Soucieux de garantir la continuité des soins, nombre de pharmaciens prennent ce risque à leurs dépens. Pourtant, selon Gilles Bonnefond, en tant que professionnel de santé, ils ne devraient pas encourir ce danger. C’est, rappelle-t-il, dans cet esprit que l’avenant 11 a prévu « la fin de l’acharnement des caisses et des indus abusifs » au moyen de l’article 36.5.4 qui stipule « les caisses, dans le cadre des actions de récupération d’indu (…), tiennent compte des situations où le pharmacien n’est pas objectivement en mesure de pouvoir vérifier la conformité de sa délivrance aux conditions de prise en charge opposées ».
Des pratiques homogènes, des CPL renforcées
Le climat de confiance ainsi rétabli avec l’assurance-maladie doit être conforté par d’autres modes de contrôle.
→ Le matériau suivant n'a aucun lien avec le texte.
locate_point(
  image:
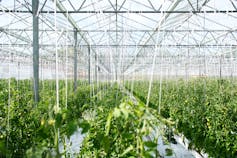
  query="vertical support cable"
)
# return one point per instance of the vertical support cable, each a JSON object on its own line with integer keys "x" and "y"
{"x": 56, "y": 58}
{"x": 96, "y": 78}
{"x": 75, "y": 59}
{"x": 35, "y": 4}
{"x": 89, "y": 65}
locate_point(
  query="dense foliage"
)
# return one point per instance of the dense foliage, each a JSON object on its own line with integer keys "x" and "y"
{"x": 116, "y": 123}
{"x": 26, "y": 128}
{"x": 205, "y": 111}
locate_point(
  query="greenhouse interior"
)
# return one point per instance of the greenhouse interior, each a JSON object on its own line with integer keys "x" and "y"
{"x": 118, "y": 78}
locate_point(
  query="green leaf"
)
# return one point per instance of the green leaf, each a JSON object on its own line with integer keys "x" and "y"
{"x": 116, "y": 113}
{"x": 150, "y": 144}
{"x": 85, "y": 126}
{"x": 108, "y": 122}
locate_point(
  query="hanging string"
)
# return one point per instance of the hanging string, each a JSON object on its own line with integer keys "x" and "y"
{"x": 56, "y": 57}
{"x": 66, "y": 56}
{"x": 9, "y": 95}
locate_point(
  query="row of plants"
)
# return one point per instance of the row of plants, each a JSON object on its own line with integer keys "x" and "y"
{"x": 118, "y": 127}
{"x": 27, "y": 129}
{"x": 204, "y": 110}
{"x": 115, "y": 126}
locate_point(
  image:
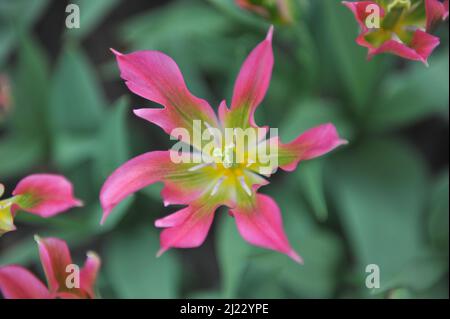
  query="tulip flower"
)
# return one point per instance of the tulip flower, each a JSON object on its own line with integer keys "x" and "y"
{"x": 45, "y": 195}
{"x": 65, "y": 280}
{"x": 203, "y": 185}
{"x": 400, "y": 27}
{"x": 277, "y": 11}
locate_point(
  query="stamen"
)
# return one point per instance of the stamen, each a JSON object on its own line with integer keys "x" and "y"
{"x": 245, "y": 186}
{"x": 216, "y": 187}
{"x": 197, "y": 167}
{"x": 217, "y": 139}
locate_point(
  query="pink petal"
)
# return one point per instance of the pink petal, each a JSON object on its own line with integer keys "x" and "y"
{"x": 262, "y": 226}
{"x": 422, "y": 45}
{"x": 18, "y": 283}
{"x": 45, "y": 195}
{"x": 253, "y": 80}
{"x": 156, "y": 77}
{"x": 55, "y": 257}
{"x": 359, "y": 11}
{"x": 88, "y": 274}
{"x": 187, "y": 228}
{"x": 134, "y": 175}
{"x": 313, "y": 143}
{"x": 247, "y": 5}
{"x": 436, "y": 11}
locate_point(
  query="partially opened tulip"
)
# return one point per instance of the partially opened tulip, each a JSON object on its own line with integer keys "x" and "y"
{"x": 65, "y": 280}
{"x": 400, "y": 27}
{"x": 224, "y": 172}
{"x": 277, "y": 11}
{"x": 45, "y": 195}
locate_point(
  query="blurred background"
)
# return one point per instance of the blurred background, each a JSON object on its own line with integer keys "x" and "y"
{"x": 383, "y": 199}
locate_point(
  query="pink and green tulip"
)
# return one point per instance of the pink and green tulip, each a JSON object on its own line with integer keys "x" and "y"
{"x": 17, "y": 282}
{"x": 45, "y": 195}
{"x": 204, "y": 187}
{"x": 277, "y": 11}
{"x": 404, "y": 28}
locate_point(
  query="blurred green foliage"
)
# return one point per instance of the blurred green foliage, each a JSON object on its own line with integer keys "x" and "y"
{"x": 375, "y": 201}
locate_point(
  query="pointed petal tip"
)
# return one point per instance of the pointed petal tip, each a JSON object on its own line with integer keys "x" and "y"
{"x": 117, "y": 53}
{"x": 93, "y": 255}
{"x": 296, "y": 257}
{"x": 160, "y": 252}
{"x": 37, "y": 239}
{"x": 78, "y": 203}
{"x": 270, "y": 33}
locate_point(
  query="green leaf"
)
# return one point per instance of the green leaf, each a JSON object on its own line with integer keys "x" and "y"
{"x": 419, "y": 274}
{"x": 157, "y": 29}
{"x": 310, "y": 112}
{"x": 76, "y": 102}
{"x": 133, "y": 269}
{"x": 438, "y": 213}
{"x": 18, "y": 154}
{"x": 16, "y": 17}
{"x": 111, "y": 149}
{"x": 411, "y": 95}
{"x": 70, "y": 150}
{"x": 91, "y": 15}
{"x": 31, "y": 90}
{"x": 380, "y": 190}
{"x": 233, "y": 256}
{"x": 321, "y": 250}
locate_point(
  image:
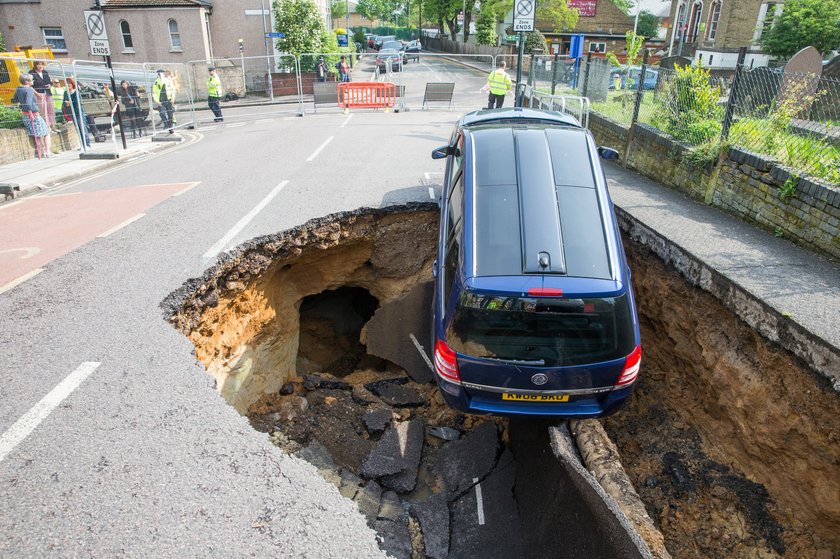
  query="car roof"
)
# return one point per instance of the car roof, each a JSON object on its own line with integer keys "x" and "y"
{"x": 520, "y": 225}
{"x": 517, "y": 115}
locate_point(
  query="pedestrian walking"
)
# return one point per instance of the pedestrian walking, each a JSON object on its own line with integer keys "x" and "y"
{"x": 41, "y": 83}
{"x": 74, "y": 111}
{"x": 130, "y": 101}
{"x": 499, "y": 84}
{"x": 162, "y": 95}
{"x": 214, "y": 94}
{"x": 57, "y": 92}
{"x": 26, "y": 97}
{"x": 321, "y": 70}
{"x": 343, "y": 69}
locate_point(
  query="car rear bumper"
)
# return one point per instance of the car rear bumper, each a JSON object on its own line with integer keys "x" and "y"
{"x": 581, "y": 403}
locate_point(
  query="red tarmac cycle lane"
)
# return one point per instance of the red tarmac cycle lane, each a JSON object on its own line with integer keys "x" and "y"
{"x": 36, "y": 231}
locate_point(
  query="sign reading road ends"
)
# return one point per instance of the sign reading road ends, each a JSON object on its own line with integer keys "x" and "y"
{"x": 98, "y": 35}
{"x": 523, "y": 15}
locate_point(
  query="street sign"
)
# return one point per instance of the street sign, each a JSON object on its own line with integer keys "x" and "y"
{"x": 98, "y": 35}
{"x": 100, "y": 48}
{"x": 523, "y": 15}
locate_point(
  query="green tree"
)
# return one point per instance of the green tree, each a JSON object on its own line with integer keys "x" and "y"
{"x": 303, "y": 25}
{"x": 485, "y": 26}
{"x": 648, "y": 24}
{"x": 338, "y": 9}
{"x": 804, "y": 23}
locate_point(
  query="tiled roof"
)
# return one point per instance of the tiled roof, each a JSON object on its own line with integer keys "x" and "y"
{"x": 112, "y": 4}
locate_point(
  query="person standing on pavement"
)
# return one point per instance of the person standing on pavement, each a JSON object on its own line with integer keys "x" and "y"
{"x": 26, "y": 97}
{"x": 343, "y": 70}
{"x": 74, "y": 111}
{"x": 321, "y": 70}
{"x": 58, "y": 99}
{"x": 41, "y": 82}
{"x": 162, "y": 97}
{"x": 499, "y": 84}
{"x": 214, "y": 94}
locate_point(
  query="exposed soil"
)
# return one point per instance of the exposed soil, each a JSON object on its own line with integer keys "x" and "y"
{"x": 731, "y": 443}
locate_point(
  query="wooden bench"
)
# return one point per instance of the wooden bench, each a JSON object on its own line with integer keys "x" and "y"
{"x": 438, "y": 92}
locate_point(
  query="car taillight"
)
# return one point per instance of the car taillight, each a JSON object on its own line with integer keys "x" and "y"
{"x": 631, "y": 368}
{"x": 446, "y": 364}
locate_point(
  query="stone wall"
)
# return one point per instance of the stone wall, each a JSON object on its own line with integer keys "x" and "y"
{"x": 744, "y": 184}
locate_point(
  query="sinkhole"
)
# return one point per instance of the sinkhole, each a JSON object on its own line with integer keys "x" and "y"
{"x": 313, "y": 333}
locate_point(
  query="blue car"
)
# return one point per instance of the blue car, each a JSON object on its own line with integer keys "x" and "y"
{"x": 533, "y": 311}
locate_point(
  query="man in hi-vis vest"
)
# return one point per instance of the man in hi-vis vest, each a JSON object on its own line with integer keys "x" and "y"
{"x": 214, "y": 94}
{"x": 499, "y": 84}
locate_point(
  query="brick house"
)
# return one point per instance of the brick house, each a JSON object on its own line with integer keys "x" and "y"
{"x": 145, "y": 30}
{"x": 713, "y": 30}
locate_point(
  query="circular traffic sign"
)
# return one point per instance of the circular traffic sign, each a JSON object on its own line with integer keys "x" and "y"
{"x": 524, "y": 7}
{"x": 95, "y": 24}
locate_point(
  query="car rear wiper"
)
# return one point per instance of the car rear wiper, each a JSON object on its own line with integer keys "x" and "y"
{"x": 518, "y": 361}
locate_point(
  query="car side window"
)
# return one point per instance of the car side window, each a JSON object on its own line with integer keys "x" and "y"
{"x": 455, "y": 162}
{"x": 454, "y": 226}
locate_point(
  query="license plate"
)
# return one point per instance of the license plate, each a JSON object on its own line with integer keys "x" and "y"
{"x": 535, "y": 397}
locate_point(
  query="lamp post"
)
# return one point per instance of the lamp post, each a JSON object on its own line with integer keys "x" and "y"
{"x": 242, "y": 62}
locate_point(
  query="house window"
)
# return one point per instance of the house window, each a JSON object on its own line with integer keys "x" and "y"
{"x": 125, "y": 31}
{"x": 174, "y": 35}
{"x": 54, "y": 37}
{"x": 714, "y": 17}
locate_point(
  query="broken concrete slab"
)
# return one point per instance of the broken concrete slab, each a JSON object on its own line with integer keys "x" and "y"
{"x": 395, "y": 538}
{"x": 390, "y": 508}
{"x": 368, "y": 499}
{"x": 491, "y": 530}
{"x": 377, "y": 421}
{"x": 401, "y": 395}
{"x": 394, "y": 328}
{"x": 433, "y": 516}
{"x": 397, "y": 452}
{"x": 460, "y": 462}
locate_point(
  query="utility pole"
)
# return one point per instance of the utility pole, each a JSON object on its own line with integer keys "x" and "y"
{"x": 113, "y": 86}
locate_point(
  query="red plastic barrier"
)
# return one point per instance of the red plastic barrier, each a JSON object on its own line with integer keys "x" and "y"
{"x": 353, "y": 95}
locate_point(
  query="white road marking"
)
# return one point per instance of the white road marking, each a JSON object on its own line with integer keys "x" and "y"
{"x": 479, "y": 502}
{"x": 24, "y": 426}
{"x": 320, "y": 149}
{"x": 17, "y": 281}
{"x": 240, "y": 225}
{"x": 30, "y": 251}
{"x": 116, "y": 228}
{"x": 422, "y": 352}
{"x": 190, "y": 187}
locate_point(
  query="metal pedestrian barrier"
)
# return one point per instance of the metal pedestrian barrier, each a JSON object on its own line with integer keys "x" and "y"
{"x": 367, "y": 95}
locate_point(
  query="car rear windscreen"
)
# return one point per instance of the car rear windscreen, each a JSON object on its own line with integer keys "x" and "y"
{"x": 542, "y": 331}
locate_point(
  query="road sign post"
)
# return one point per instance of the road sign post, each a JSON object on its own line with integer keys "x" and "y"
{"x": 523, "y": 20}
{"x": 100, "y": 46}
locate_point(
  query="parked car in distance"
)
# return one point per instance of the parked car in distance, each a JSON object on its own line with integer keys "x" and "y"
{"x": 533, "y": 310}
{"x": 412, "y": 51}
{"x": 382, "y": 39}
{"x": 389, "y": 57}
{"x": 618, "y": 78}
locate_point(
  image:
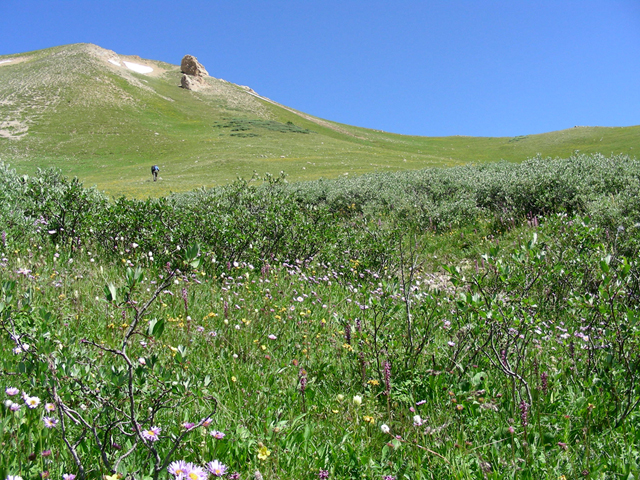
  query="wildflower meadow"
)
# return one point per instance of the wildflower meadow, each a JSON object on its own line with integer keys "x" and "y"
{"x": 472, "y": 323}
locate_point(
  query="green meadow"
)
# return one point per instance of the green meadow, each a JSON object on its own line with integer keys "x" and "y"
{"x": 472, "y": 322}
{"x": 70, "y": 108}
{"x": 296, "y": 298}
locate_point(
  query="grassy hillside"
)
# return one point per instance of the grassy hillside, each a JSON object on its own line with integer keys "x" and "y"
{"x": 72, "y": 107}
{"x": 465, "y": 323}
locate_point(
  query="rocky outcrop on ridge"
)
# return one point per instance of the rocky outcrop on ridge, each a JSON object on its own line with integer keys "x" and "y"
{"x": 191, "y": 66}
{"x": 193, "y": 73}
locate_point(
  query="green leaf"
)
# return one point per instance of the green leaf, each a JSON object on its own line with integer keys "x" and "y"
{"x": 156, "y": 327}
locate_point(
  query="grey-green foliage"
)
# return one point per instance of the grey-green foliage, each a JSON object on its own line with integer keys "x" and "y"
{"x": 605, "y": 187}
{"x": 47, "y": 202}
{"x": 13, "y": 221}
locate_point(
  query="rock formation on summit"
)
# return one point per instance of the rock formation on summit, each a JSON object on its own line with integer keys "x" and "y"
{"x": 193, "y": 73}
{"x": 191, "y": 66}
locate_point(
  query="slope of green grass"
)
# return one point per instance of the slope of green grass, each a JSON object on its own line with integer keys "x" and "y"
{"x": 108, "y": 125}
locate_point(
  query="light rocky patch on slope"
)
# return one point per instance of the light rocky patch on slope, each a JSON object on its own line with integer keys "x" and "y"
{"x": 235, "y": 97}
{"x": 75, "y": 75}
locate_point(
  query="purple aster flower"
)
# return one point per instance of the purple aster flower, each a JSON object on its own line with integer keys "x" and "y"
{"x": 195, "y": 472}
{"x": 50, "y": 422}
{"x": 216, "y": 468}
{"x": 32, "y": 402}
{"x": 152, "y": 434}
{"x": 178, "y": 468}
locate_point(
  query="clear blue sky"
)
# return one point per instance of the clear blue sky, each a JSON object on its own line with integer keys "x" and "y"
{"x": 449, "y": 67}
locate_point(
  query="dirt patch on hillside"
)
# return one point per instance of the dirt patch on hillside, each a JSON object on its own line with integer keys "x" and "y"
{"x": 12, "y": 61}
{"x": 318, "y": 121}
{"x": 13, "y": 129}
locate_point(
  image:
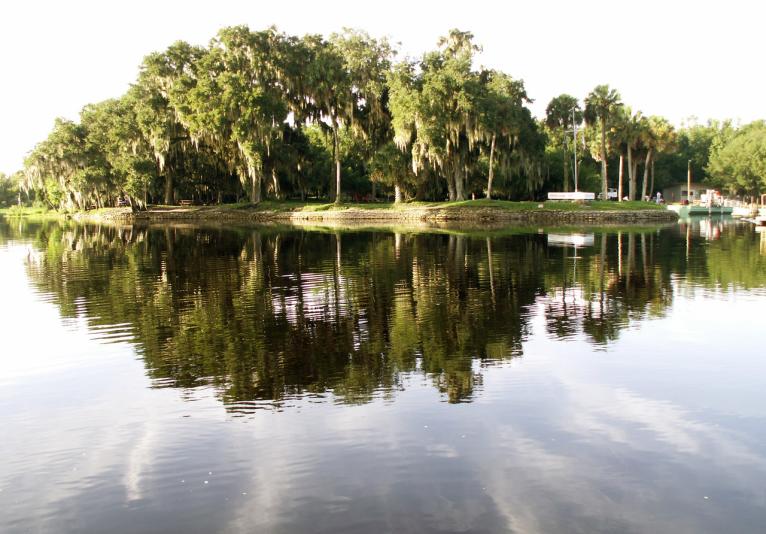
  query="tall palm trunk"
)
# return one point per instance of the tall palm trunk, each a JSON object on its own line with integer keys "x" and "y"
{"x": 491, "y": 167}
{"x": 646, "y": 173}
{"x": 622, "y": 174}
{"x": 168, "y": 187}
{"x": 255, "y": 189}
{"x": 459, "y": 183}
{"x": 336, "y": 150}
{"x": 604, "y": 184}
{"x": 631, "y": 175}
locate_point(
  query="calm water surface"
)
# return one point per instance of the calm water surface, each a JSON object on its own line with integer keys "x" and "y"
{"x": 184, "y": 379}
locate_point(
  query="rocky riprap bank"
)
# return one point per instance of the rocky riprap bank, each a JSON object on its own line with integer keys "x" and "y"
{"x": 426, "y": 214}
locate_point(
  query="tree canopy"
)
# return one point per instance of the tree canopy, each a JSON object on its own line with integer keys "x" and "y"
{"x": 259, "y": 114}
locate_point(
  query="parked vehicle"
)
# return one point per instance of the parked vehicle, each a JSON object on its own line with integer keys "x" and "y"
{"x": 611, "y": 194}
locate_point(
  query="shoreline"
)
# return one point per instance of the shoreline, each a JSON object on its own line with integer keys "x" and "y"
{"x": 474, "y": 213}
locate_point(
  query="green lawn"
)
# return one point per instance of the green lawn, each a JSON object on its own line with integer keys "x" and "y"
{"x": 28, "y": 211}
{"x": 598, "y": 205}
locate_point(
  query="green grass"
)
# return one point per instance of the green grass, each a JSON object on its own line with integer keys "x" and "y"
{"x": 283, "y": 206}
{"x": 598, "y": 205}
{"x": 28, "y": 211}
Lors de la CPN du 13 juin, il a été convenu qu’une meilleure information des prescripteurs et des dispensateurs sur le terrain contribuerait à accroître la prévention. Gilles Bonnefond fait à nouveau référence à l’avenant 11 qui, dans l’article 53.3, indique que la CPL (commission paritaire locale) détient le pouvoir d’« analyser les éventuelles difficultés d’application des dispositions législatives ou réglementaires relatives à la dispensation pharmaceutique ou pouvant l’impacter, aux modes de rémunération des pharmaciens d’officine, à la facturation aux caisses des produits et prestations pharmaceutiques, et de faire part de ses constatations ». Le président de l'USPO assure que, dans ce cadre, les contrôles devront s’effectuer à l’avenir « non pas à l’encontre de pharmaciens, émetteurs de facturation " à la virgule près ", mais de pharmaciens conseillers de leurs patients ».
Ce rôle accru des CPL qui veilleront à une responsabilisation des professionnels de santé devra cependant s’accompagner d’une harmonisation des pratiques des caisses. « C’est une condition pour que les pharmaciens ne se sentent pas piégés », insiste le président de l’USPO. Car comment sinon expliquer la disparité dans les éligibilités au remboursement entre des départements parfois même limitrophes. Les bas de contention ou les préparations Weleda n’en sont que quelques exemples en date (lire notre article du 28 novembre 2016). Certes, reconnaît dans un sourire Christophe Koperski, « les directeurs départementaux ont des consignes et aussi, comme nous, leurs " ROSP ", c’est-à-dire des objectifs à respecter en matière de réduction des dépenses, mais d’autres voies sont possibles ». Il en veut pour preuve une action mise en œuvre dans son département. Un travail pluridisciplinaire en CPL du Lot-et-Garonne a permis de réduire considérablement les dépenses de l’assurance-maladie en aérosol, en épargnant les pharmaciens en « indus ». Autre solution que le syndicat souhaiterait voir se généraliser : l’inscription systématique sur le logiciel d'aide à la dispensation (LAP) du médecin des spécificités de prescription. Cette fonctionnalité ôterait une dernière épine dans le pied des pharmaciens.